Когда необходимо сформировать общую волю, всегда найдется какой-нибудь Александр Гамильтон.
14. Да или нет
Символы часто бывают столь полезны и обладают такой загадочной силой, что само слово «символ» излучает магическое очарование. Возникает искушение относиться к ним так, словно у них есть своя, ни от чего не зависимая энергия. Хотя масса символов, когда-то приводивших людей в исступленный восторг, потеряла свое на них влияние. В музеях и книгах с фольклором полным-полно исчезнувших образов и заклинаний, поскольку символ обретает силу лишь благодаря ассоциации в человеческом сознании. Утратившие силу символы, как и новые, беспрестанно навязываемые, которые все не могут прижиться, напоминают, что если бы у нас хватило терпения подробно изучить хождение символа, нашим глазам предстала бы извечная история.
В предвыборной речи Хьюза, в «Четырнадцати пунктах», в проекте Гамильтона, везде используются символы. Сами по себе слова не формируют случайное чувство. Слова должны быть произнесены в походящий момент, произнесены людьми, которые находятся в стратегически верном положении. Иначе они будут выброшены на ветер. А символы должны быть особо выделены, ведь сами по себе они ничего не значат. При этом выбор возможных символов всегда так велик, что мы, подобно буриданову ослу, застывшему меж двух стогов сена, можем погибнуть, поскольку не в состоянии сделать выбор между символами, конкурирующими за наше внимание.
Ниже, например, приведены причины для голосования, о которых рассказали газетчикам частные лица незадолго до выборов 1920 года.
Сторонники Гардинга говорят так:
«Современных патриотов, мужчин и женщин, отдавших свои голоса за Гардинга и Кулиджа, потомки будут считать теми, кто подписал вторую Декларацию независимости».
«Он позаботится о том, чтобы Соединенные Штаты не вступали в „не отвечающие национальным интересам союзы“, а Вашингтон как город только выиграет, когда управление правительством перейдет от демократов к республиканцам».
Сторонники Кокса объясняли свой выбор так:
«Народ Соединенных Штатов осознает, что наш долг, провозглашенный на полях Франции, вступить в Лигу Наций. Мы должны взять на себя часть бремени и обеспечить мир во всем мире».
«Мы потеряем самоуважение, равно как и уважение других наций, если откажемся вступить в Лигу Наций и вместе идти к миру во всем мире».

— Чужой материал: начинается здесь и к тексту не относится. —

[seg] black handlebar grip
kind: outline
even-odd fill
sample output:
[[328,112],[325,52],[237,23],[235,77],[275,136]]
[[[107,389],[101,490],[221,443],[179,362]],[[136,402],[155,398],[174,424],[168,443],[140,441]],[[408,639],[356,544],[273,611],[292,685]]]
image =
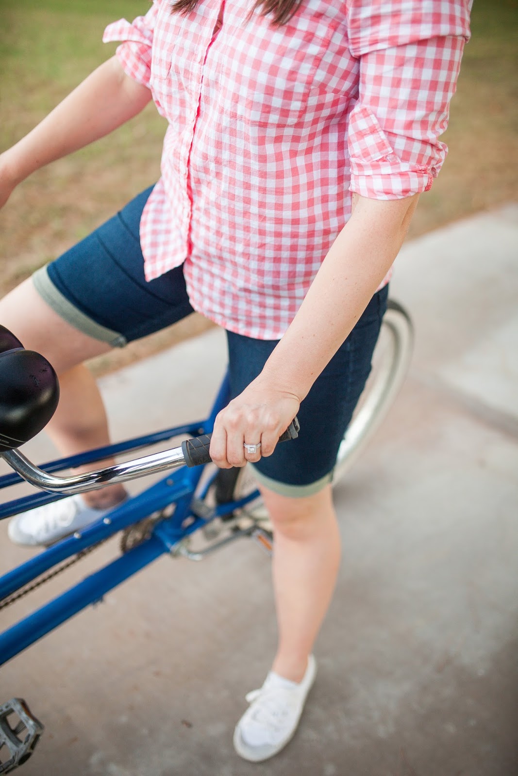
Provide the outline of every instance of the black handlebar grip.
[[[282,436],[279,437],[279,442],[296,439],[300,429],[298,418],[295,416]],[[193,439],[185,439],[182,442],[182,452],[186,466],[200,466],[203,463],[210,463],[209,448],[211,438],[212,434],[203,434],[203,436],[194,437]]]
[[182,452],[188,466],[200,466],[202,463],[210,463],[210,438],[212,434],[203,434],[193,439],[185,439],[182,442]]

И в одном, и в другом случае фразы одинаково благородны, одинаково верны и абсолютно взаимозаменяемы. Признали бы Кларенс и Вильмот хоть на мгновение, что они намерены нарушить обещание, данное на полях Франции, или что они не хотят мира между народами? Конечно, нет. Признали бы Мари со Спенсером, что они выступают за не отвечающие национальным интересам союзы или за отказ от независимости Америки? Они бы вместе с вами доказывали, что Лига была, как назвал ее президент Вильсон, выводящим из затруднительной ситуации союзом, а еще Декларацией независимости для всего мира плюс доктриной Монро[141] для нашей планеты.
Как может какой-то конкретный символ прижиться в сознании конкретного человека в условиях, когда эти самые символы раздаются щедрой рукой, а значения, которые можно им инкриминировать, весьма растяжимы? Символ внедряет человек, в котором мы видим авторитет. Если символ внедрен достаточно глубоко, то, быть может, позже мы посчитаем человека, который помашет нам этим символом, также авторитетом. Символы становятся близкими для нас по духу и важными в первую очередь потому, что их нам предлагают близкие по духу и важные для нас люди.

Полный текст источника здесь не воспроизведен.